Originally conceived as a set of four (until the city’s coffers ran dry), the twin steel structures that illuminate at night in waves of changing colors were installed on opposite sides of Charleston Boulevard in 2010, one on the southwest corner of Casino Center Boulevard, the other at the northeast corner of Fourth Street—two blocks apart, defeating the $700,000 public art project’s goal of creating a “gateway” to the Arts District.
Now, at the urging of Commissioner Brian “Paco” Alvarez, the city is investigating the logistics and cost of moving the Fourth Street paintbrush to the northwest corner of Casino Center (in front of Bar+Bistro at the Arts Factory), an operation that is estimated to cost $120,000.

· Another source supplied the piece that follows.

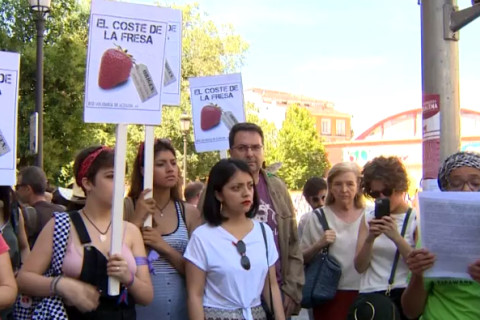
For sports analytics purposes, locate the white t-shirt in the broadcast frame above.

“If there was a way to bring the two together, maybe across the street from each other, it would create the gateway they were meant to be,” Alvarez said during a discussion on the matter at Thursday’s meeting. “Sadly, the one on Fourth is just lost.”
Another proposal raised by Alvarez and echoed at the meeting by local arts supporter Melissa Petersen is to move both pieces of public art to an entirely different location: on opposite sides of Main Street, which will soon be experiencing its own upheaval, spending the next two years being reconfigured as a one-way road northbound along with its neighbor, the future southbound-flowing Commerce Street.
Commissioner Stephen Grogan suggested further analysis needs to be completed before any decision regarding the relocation of the paintbrushes is made. “Let’s continue the investigation,” he said.